Sie sei in Masar-e Scharif im Norden des Landes für die deutsche Organisation tätig gewesen, berichtete die ausgebildete Journalistin. Bereits ein Jahr vor der Machtübernahme der Taliban, als die Bundeswehr angefangen hatte den Abzug aus dem Land vorzubereiten, hätten auch in ihrem Büro Gespräche stattgefunden. Bei einem Treffen der Büros der KfW in Kabul und Masar mit der Zentrale in Frankfurt am Main hätten die örtlichen Büros eine Evakuierung ins Gespräch gebracht. Dieser Vorschlag sei jedoch von der Zentrale abgelehnt worden, mit dem Argument, in Afghanistan laufe alles normal.

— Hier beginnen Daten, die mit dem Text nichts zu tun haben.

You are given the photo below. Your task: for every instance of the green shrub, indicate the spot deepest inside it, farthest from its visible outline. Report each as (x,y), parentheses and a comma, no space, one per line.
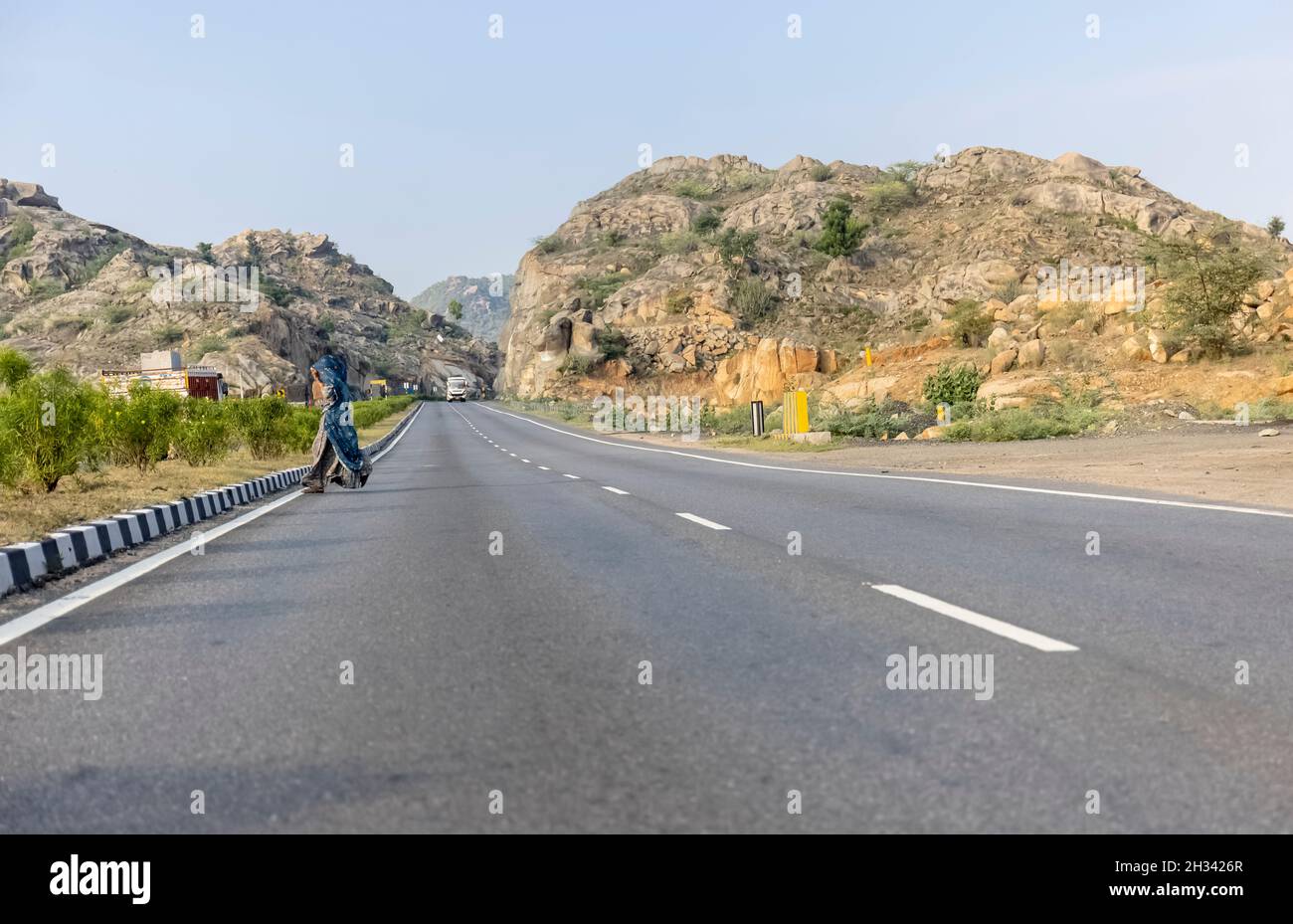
(728,422)
(369,413)
(277,292)
(952,383)
(1209,279)
(870,420)
(890,197)
(115,315)
(211,342)
(40,289)
(600,287)
(679,301)
(141,426)
(167,335)
(706,223)
(11,461)
(751,298)
(301,426)
(262,424)
(970,324)
(613,342)
(737,246)
(1042,420)
(840,233)
(576,366)
(689,189)
(94,267)
(551,243)
(1009,290)
(680,242)
(203,435)
(14,367)
(51,424)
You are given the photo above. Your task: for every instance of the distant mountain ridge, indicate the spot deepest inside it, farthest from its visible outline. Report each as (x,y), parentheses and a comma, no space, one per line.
(483,300)
(86,294)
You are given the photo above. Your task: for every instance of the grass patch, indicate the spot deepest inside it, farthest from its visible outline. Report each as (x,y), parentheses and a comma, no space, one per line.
(90,495)
(1039,422)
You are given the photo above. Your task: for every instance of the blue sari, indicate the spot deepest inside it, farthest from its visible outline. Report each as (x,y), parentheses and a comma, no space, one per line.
(337,423)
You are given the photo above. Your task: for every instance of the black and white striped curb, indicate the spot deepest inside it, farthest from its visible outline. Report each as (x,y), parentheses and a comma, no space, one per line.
(26,565)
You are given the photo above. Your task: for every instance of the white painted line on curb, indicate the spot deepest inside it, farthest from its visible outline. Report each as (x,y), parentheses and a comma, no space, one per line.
(961,614)
(29,622)
(702,521)
(995,486)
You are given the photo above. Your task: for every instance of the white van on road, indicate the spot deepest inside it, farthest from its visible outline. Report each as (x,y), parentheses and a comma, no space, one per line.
(456,388)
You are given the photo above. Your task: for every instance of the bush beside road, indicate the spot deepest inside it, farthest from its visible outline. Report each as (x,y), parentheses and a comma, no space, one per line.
(98,456)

Erst im Juni 2021, als sich die Sicherheitslage um Masar herum verschlechtert habe, habe die Organisation reagiert, berichtete die Zeugin. Sie sei nach Kabul geschickt worden und habe dort weitergearbeitet. Die Reise in die Hauptstadt sei schwierig gewesen, weil viele Menschen sich auf den Weg dorthin gemacht hätten. Schließlich sei die Entscheidung gefallen, die Mitarbeiter nach Usbekistan auszufliegen. Dort hätten sie einen Antrag auf das Ortskräfteverfahren stellen und nach der Zusage nach Deutschland weiterreisen sollen. Doch dazu sei es nicht mehr gekommen, so die Zeugin. Die Taliban marschierten in Kabul ein.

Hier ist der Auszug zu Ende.